Steps a person can take to reduce or avoid the spread of TB bacteria at home include staying at home, taking medications as directed, covering mouth when coughing or laughing, airing out rooms, and avoiding close contact with others. If a person has active TB, the health department may become involved due to its high contagiousness, and family members and close contacts may require evaluation.
It is essential to seek medical attention if experiencing symptoms of active TB, such as a severe cough that lasts 3 or more weeks, fever, night sweats, chest pain, loss of appetite, chills, fatigue, weakness, weight loss, and the ability to spread the bacteria to others. A person receiving TB treatment may need several appointments with healthcare professionals, including tests like chest X-rays and laboratory analysis of phlegm.

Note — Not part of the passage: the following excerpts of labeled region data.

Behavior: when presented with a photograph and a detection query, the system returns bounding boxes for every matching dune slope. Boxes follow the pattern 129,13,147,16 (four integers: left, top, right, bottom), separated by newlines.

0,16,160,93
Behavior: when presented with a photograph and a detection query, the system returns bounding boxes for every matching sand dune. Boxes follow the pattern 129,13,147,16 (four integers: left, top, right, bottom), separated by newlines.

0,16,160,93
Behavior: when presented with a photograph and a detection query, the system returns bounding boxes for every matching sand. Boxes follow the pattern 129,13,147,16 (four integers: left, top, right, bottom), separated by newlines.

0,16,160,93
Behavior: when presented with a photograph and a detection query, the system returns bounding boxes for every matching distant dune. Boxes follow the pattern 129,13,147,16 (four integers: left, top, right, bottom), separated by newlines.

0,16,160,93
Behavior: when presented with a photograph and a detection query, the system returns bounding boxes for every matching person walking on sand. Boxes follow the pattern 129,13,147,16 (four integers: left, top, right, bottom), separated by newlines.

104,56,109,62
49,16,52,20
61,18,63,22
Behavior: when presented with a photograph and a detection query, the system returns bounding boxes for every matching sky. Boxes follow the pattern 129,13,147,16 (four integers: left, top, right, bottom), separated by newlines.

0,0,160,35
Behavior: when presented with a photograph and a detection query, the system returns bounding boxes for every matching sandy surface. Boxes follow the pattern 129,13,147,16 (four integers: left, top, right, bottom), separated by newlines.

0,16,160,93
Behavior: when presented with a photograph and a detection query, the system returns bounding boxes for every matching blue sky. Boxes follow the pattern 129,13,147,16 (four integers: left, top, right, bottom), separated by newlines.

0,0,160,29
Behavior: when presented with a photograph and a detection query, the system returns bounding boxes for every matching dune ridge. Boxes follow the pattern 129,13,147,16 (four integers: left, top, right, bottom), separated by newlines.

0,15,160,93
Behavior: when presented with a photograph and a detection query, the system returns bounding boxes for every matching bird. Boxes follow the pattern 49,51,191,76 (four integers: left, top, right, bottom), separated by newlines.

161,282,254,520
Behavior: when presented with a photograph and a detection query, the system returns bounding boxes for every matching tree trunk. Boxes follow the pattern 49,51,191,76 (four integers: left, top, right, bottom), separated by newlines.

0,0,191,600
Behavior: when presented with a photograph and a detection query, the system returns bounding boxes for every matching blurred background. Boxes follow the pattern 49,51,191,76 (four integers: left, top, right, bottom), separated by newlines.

In some cases, a person may require hospitalization to prevent the spread of TB bacteria. TB affects the lungs but can spread to other parts of the body, such as the spine, kidneys, and brain. MDR-TB can be caused by a person stopping their treatment too soon, incorrect antibiotic prescription, poor-quality antibiotics, or poor healthcare infrastructure.
The WHO's new 6-month regime for MDR-TB treatment offers a promising step forward in the fight against this challenging form of TB. By adhering to treatment guidelines and taking necessary precautions, we can work towards eradicating TB and improving global health.